To evaluate the extent of internalized B₁₂-ASO conjugates, compared with the ASOs alone, we used epifluorescence microscopy. An overnight culture of E. coli K12 was diluted to an OD₆₀₀ of 0.1 in fresh Davis minimum medium. The B₁₂-ASO_gapmer, B₁₂-ASO_steric, B₁₂, ASO_gapmer, and ASO_steric (all Cy3-labeled) were diluted in sterile distilled H₂O and added to the bacterial suspension to a final concentration of 15 and 30 μM per test tube. After 4 h incubation, tubes were centrifuged (3000× g, 10 min), and the pellets were resuspended in sterile distilled H₂O. To label the bacterial cytosol, 4′,6′-diamidino-2-phenylindole (DAPI) staining was used. Staining was performed by placing a drop of DAPI (0.5 μg/mL) on top of the dried sample for 5 min. The samples were visualized on a Nikon Eclipse Ti SR epifluorescence microscope using a Nikon Plan-Apo 100X objective. Ten pictures of each sample were taken randomly, covering all the areas of the sample, using a QImaging Retiga R1 monochromatic camera, and processed with the NIS-Elements Advanced Research. The exposure time and the excitation intensity were maintained throughout the experiments. A G-2A longpass filter (excitation: 535 nm; emission: 580 nm) and a DAPI bandpass filter (excitation: 375 nm; emission: 460 nm) were used. The images obtained using both filters were merged using the Fiji software. Three repeated samples were analyzed for each condition, and three independent experiments were performed.

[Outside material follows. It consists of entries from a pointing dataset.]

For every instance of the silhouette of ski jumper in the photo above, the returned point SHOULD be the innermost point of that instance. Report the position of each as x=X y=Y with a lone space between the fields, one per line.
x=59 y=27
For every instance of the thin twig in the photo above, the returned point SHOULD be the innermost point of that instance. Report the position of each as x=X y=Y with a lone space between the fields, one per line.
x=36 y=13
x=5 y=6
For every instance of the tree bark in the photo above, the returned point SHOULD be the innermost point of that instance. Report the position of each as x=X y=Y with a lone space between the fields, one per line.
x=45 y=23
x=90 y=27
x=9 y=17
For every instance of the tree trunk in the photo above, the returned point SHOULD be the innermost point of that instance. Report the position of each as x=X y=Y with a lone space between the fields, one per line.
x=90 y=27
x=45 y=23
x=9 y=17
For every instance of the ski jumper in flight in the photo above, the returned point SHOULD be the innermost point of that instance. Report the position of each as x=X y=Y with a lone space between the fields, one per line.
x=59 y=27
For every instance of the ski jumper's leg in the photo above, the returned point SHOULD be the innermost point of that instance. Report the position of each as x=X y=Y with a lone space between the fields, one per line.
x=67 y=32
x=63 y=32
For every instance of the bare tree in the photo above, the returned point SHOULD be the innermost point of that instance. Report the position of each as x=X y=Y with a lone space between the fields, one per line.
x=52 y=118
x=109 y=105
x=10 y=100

3.7. Evaluation of the Internalization of B₁₂-ASOs by Bacterial Fractionation

To determine the location of the conjugates in the E. coli K12 cells visualized in the previous section and investigate if the observed fluorescence could derive from association to the bacterial envelope, as opposed to intracellular hybridization, the cells were fractionated, and the fluorescence of the outer-membrane fraction and periplasm vs. the fluorescence of the cytosol fraction was measured.

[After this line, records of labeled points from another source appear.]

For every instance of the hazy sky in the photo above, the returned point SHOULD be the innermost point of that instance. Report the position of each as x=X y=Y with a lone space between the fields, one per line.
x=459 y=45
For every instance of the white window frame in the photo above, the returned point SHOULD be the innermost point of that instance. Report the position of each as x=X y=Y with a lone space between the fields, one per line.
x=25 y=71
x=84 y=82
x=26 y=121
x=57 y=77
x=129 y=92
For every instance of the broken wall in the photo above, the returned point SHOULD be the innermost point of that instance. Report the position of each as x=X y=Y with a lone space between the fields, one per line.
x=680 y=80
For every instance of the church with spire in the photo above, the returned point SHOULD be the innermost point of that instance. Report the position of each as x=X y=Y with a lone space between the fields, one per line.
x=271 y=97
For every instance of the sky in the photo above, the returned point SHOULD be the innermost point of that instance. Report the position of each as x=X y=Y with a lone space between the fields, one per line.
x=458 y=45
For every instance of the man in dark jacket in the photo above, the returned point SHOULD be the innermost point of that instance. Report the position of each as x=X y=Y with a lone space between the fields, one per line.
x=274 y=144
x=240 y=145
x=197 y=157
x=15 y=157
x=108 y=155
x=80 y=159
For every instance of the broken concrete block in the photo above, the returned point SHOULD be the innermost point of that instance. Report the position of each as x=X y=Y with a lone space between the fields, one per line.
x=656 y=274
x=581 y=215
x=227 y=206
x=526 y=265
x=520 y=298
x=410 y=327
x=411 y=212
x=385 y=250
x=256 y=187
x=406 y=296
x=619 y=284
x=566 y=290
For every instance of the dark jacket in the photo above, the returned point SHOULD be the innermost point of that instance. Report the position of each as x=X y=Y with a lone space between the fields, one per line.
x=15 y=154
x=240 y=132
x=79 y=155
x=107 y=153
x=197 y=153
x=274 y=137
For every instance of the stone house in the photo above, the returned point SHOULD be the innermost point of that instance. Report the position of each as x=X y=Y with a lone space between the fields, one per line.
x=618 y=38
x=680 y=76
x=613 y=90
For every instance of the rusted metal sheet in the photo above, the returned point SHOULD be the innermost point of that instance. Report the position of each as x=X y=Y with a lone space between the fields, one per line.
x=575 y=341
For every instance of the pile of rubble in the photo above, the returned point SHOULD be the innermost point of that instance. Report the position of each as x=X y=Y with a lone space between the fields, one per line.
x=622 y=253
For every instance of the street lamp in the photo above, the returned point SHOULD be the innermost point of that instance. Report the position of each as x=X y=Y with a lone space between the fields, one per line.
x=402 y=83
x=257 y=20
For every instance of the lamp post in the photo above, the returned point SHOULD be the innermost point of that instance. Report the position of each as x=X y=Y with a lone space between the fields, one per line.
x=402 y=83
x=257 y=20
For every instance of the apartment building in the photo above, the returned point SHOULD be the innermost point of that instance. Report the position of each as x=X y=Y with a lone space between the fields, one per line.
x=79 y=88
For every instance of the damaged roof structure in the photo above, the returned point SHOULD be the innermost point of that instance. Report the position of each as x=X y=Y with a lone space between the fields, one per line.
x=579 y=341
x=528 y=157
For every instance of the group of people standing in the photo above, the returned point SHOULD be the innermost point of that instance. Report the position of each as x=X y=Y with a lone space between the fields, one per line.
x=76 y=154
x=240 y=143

An overnight inoculum of E. coli K12 was diluted to an OD₆₀₀ of 0.1 and grown in Davis minimal medium in the presence of 30 μM of B₁₂-ASO_gapmer, B₁₂-ASO_steric, and B₁₂, (all Cy3-labeled) for 4 h. Thereafter, a fractionation protocol (Figure 6) adapted from Banbula et al. [50] was followed. In brief, bacteria were centrifuged (3000× g, 20 min), resuspended in 10 mM Tris-150 mM NaCl (pH 7.4), and washed with 50 mM Tris (pH 7.6). To obtain the fraction associated with the outer-membrane (membrane fraction), bacteria were centrifuged (3000× g, 20 min) and resuspended in 50 mM Tris buffer solution containing 0.05% Triton X-100 (pH 7.6), for 1 h at room temperature (RT). After new centrifugation (same conditions), the Cy3 fluorescence intensity of the supernatant (membrane fraction) was measured with a fluorometer (BMGLabtech Fluorostar Omega), using 550 nm excitation and 570 nm emission filters. To obtain the fraction associated with the cytosol, the pellet was resuspended in a more astringent buffer containing 50 mM Tris 1% Triton X-100 (pH 7.6), for 1 h at RT. The supernatant resultant from the last centrifugation was removed, and the Cy3 fluorescence of the cytosol (cytosol fraction) was measured. As a control, the same fractionation protocol was applied to bacteria stained only with DAPI, and the fluorescence of the membrane and cytosol fractions was measured using 375 nm excitation and 460 nm emission filters.

3.8. Statistical Analysis

For the evaluation of the statistical significance, the two-way analysis of variance test (ANOVA) followed by Sydak’s multiple comparisons was used. A p-value of p ≤ 0.05 was considered statistically significant.

4. Conclusions

In summary, this innovative investigation discloses the challenges that need to be overcome before B₁₂ -mediated ASO internalization is considered realistic toward tackling the challenge of antimicrobial resistance. This strategy is based on the uptake of the micronutrient B_12, which seems to be insufficient to act as an efficient trojan-horse for ASOs designed to inhibit the expression of an essential bacterial gene. In the future, it would be relevant to assess the concentration of internalized ASOs needed to efficiently knock down bacterial genes and inhibit bacterial growth. In addition, improving the bioavailability of vitamin B₁₂ by modifying the conjugates and choosing better adapted bacterial targets would be important for successful translation from in vitro to in vivo application.